Extra Credit: An Exercise In Intimidation

File under "phrases I would not want to find on my homework." A tipster who is currently enrolled in COS 423: Analysis of Algorithms showed us this choice excerpt from their first problem set:

6. (Extra credit) We proved in class that if we use a regular or strictly regular redundant binary representation, adding 1 changes at most 3 digits, which means that counting from 0 to n takes at most 3n digit changes, whereas counting to from 0 to n using the standard binary representation takes at most 2n digit changes.  But is the 3n tight?  Use an amortized analysis to obtain the best upper bound you can (best constant factor) on the total number of digit changes to count from 0 to n using (a) the regular representation (regular addition) and (b) the strictly regular representation (strictly regular addition). This problem is extra credit because I don’t (yet) know the answer.

Yes, Robert Tarjan -- star professor in the Computer Science department and recipient of the Turing Award, the field's highest distinction -- assigned an exercise that even he didn't quite know the answer to.

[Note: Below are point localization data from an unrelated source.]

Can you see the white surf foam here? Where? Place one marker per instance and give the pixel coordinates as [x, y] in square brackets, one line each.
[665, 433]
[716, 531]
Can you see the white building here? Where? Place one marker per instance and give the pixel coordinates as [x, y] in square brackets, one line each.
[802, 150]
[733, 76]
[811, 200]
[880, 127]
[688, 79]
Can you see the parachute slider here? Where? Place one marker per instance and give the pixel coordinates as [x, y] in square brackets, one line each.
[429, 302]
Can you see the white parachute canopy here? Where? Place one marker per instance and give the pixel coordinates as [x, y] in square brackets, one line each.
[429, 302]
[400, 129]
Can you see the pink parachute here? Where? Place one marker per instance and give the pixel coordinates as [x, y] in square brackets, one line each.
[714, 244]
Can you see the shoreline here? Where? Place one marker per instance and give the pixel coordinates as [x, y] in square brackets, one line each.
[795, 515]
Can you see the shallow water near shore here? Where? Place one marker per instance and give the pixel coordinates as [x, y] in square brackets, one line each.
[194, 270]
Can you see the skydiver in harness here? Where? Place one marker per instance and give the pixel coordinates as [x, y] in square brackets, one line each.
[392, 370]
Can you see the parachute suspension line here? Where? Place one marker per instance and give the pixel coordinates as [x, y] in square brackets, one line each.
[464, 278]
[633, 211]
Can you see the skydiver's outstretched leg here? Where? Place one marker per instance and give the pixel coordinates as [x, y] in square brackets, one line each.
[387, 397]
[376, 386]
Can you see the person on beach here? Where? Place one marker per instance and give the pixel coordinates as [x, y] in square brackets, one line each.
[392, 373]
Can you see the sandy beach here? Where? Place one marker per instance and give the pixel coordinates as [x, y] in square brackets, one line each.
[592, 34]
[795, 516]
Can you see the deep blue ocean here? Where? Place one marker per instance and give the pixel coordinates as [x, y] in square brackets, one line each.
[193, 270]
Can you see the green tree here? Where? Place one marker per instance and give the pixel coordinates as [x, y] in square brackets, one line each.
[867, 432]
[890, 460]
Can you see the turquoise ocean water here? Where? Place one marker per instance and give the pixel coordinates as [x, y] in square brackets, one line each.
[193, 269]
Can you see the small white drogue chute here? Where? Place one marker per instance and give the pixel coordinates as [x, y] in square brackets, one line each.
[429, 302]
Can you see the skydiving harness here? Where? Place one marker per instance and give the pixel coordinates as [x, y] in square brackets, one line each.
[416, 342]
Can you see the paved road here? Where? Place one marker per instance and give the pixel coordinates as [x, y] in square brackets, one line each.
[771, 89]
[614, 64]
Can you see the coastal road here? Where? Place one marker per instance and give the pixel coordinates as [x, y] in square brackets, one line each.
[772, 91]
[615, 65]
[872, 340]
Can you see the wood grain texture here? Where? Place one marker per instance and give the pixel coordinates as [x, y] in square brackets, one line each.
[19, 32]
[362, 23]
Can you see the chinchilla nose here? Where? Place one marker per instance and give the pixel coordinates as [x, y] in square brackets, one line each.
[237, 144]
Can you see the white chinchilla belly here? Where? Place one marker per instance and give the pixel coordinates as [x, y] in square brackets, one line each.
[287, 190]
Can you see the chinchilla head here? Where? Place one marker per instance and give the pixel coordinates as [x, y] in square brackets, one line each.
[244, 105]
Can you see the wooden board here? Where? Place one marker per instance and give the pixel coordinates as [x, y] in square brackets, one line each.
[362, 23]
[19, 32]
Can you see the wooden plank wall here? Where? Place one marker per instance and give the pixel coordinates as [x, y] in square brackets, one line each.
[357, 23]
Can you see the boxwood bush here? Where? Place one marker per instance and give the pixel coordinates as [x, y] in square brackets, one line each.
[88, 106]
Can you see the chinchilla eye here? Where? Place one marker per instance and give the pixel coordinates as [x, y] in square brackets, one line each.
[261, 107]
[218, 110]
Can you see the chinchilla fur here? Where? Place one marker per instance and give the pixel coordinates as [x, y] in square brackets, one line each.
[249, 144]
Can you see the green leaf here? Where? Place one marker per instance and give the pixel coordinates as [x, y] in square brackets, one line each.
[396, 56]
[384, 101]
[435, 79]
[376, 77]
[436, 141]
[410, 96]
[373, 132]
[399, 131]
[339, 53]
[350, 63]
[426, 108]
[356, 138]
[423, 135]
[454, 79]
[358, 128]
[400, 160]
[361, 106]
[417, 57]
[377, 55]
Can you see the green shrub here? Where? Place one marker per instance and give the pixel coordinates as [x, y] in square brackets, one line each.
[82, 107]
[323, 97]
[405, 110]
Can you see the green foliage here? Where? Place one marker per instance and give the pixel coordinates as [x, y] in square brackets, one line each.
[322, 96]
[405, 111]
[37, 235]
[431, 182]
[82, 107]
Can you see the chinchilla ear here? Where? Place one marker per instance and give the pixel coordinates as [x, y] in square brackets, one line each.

Something of an intimidating assignment.Because this problem could bear some translating, COS 423 student Ajay Roopakalu '13 helped put it in layman's terms. He explained that some aspects of algorithms analysis are a "science" while other aspects are an "art." In an amortized analysis, there is room for creativity; you can tinker with the variables of the potential function to produce slightly different bounds on time. The professor was basically seeing if they could design a function with "better time bounds than the one classically used." Tarjan should be commended for this novel, if ambitious, idea: assign open problems to your students and see if something brilliant pops out!